In (400), the cutting bit (110) is partially extended outside the
opening (114) of the sheath head (400), and drive cable (200) is
also moved forward. In this drawing, optional mechanism (204) is
also shown in a configuration where it has pivoted somewhat on a
hinge or flexible support. Note that the guidewire tip (112)
remains retracted.
[0047] In (402), the cutting bit (110) has again retracted inside
the sheath head, and now the guidewire tip (112) has extended
outside of the opening (114).
[0048] FIG. 5 shows use of the catheter in first cutting through
the tough outer layer of a CTO obstruction, and then extending the
guidewire through the CTO. Here a cross section of an artery (500)
is shown. Inside the artery walls is a chronic total occlusion
(CTO) (502) composed of tough outer end caps (504), and an inner
layer which may be composed of atherosclerotic plaque, fibrous clot
material, or other material (506).
[0049] In (510), the catheter and the catheter sheath head (400)
are introduced up the artery to the CTO boundary, and then the
guidewire (112) is partially retracted.
[0050] In (520), the cutting bit (110) is extended, torque is
applied to the cutting bit drive cable (200), and the cutting bit
(110) bores past the tough CTO end cap and partially into the CTO
interior. The progress of this cutting operation may optionally be
monitored or supplemented by withdrawing cutting bit (110),
extending guidewire tip (112), and probing or reaming the cut CTO
material with the guidewire tip.
[0051] In (530), possibly as a result of a number of cutting and
probing/reaming operations, the cutting bit has cut through the
second tough CTO outer layer.
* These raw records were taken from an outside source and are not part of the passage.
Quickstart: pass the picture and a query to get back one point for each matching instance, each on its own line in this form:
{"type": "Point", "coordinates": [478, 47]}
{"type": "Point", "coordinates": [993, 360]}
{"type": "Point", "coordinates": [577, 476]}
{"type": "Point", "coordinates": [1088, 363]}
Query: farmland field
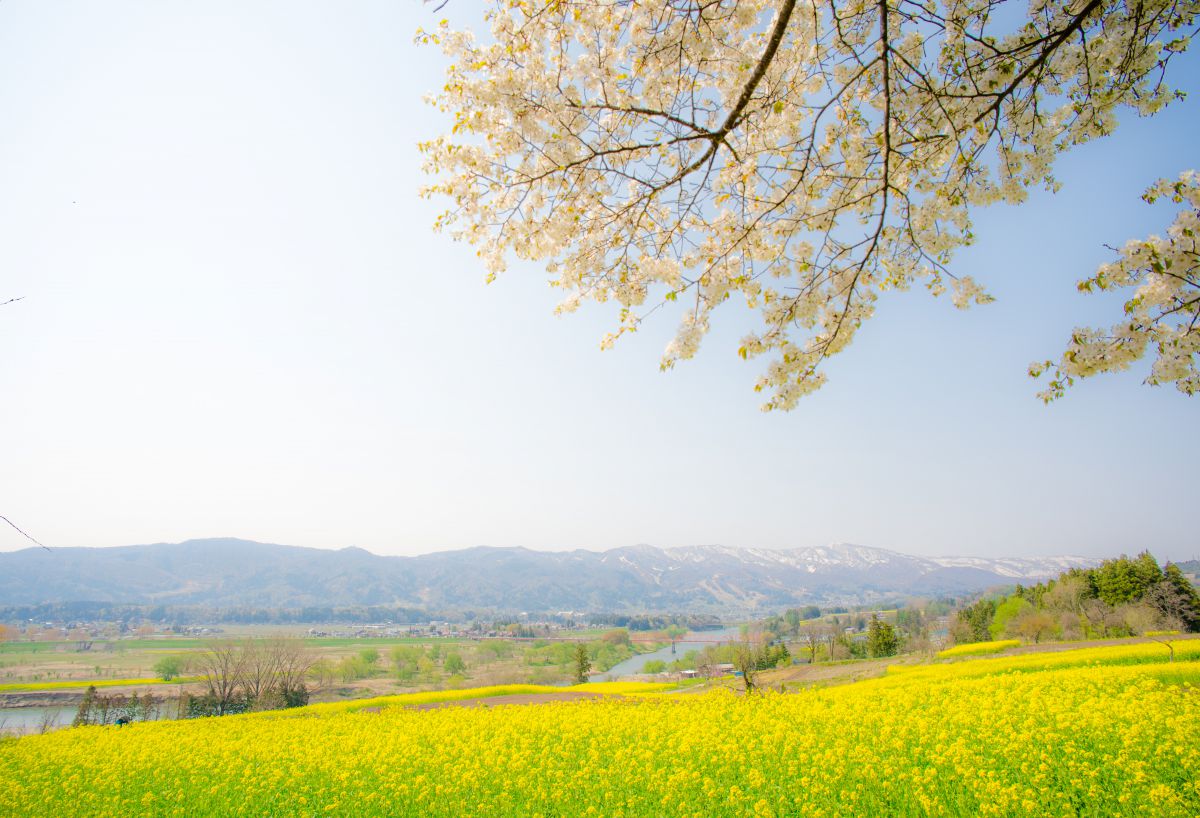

The guidewire (112) may now be fully
extended past the CTO.
[0052] FIG. 6 can be viewed as a continuation of the CTO clearing
process previously shown in FIG. 5, and shows how a balloon
catheter or other device can then be introduced up the guidewire
and to the CTO, where it then can be used to further treat the CTO.
In (600), which is essentially a continuation of (530), the
guidewire (112) has been further extended past the CTO (502), and
eventually this guidewire may optionally be temporarily anchored in
a second vascular opening or other structure. The catheter (102)
and its sheath head (202) are shown in the process of being
retracted away from the CTO (502).
[0053] In (610), the original catheter (102) and sheath head (202)
have been totally withdrawn from the body, leaving just guidewire
(112) remaining. A different catheter (612) (here portrayed as a
balloon catheter), has then been threaded up the guidewire (112) to
the site of the original and now partially unblocked CTO (502).
[0054] In (620), this different catheter (again portrayed as a
balloon catheter) may be used to further treat the CTO. In this
example, for ease of visualization, the balloon catheter (612) is
shown both inflating (622) and further opening the sides of the CTO
(502). Alternative treatments, such as administration of contrast
agents, drugs, or other therapeutic agents may be done, and
stenting or other alternative atherectomy procedures may also be
done using the second catheter.
[0055] The sheath head portion of catheter head (106), (108) will
normally be between about 1 to 2.2 millimeters in diameter, and the
catheter body (102) will typically also have a diameter of
approximately 1 to 3 millimeters (3-9 French), and a length between
50 and 200 cm. The sheath head may be made from various materials
such as hard plastics, metals, or composite materials. Examples of
such materials include NiTi steel, platinum/iridium or stainless
steel.
[0056] Although sheath head (106), (108) may contain an optional
inner mechanism (204) which may optionally contain a complementary
second surface with slots, groves, annular structures or other
features designed to impart forward motion to the first surface of
cutting bit (110) when the cutting bit may be rotated. In general,
the complementary second surface must be such that torque applied
to the cutting bit causes the first surface on the cutting bit to
engage the second surface, resulting in the cutting bit to both
rotate and advance.
[0057] The cutting bit (110) will often be made of materials such
as steel, carbide, or ceramic. The blades of the cutting head (111)
can optionally be hardened by coating with materials such as
tungsten carbide, ME-92, etc. Materials suitable for this purpose
are taught in U.S. Pat. Nos. 4,771,774; 5,312,425; and 5,674,232.
The angle of the blades and the details of their design will differ
depending upon if the head is intended to simply cut through the
occluding material, of if it is intended to cut through and
actually remove (debulk) portions of the occlusion. For example,
blades intended for to remove material may curve at an angle such
that they will tend to sever the link between the occluding
material and the body lumen, while blades intended just for cutting
will have an alternate angle that tends not to sever this link.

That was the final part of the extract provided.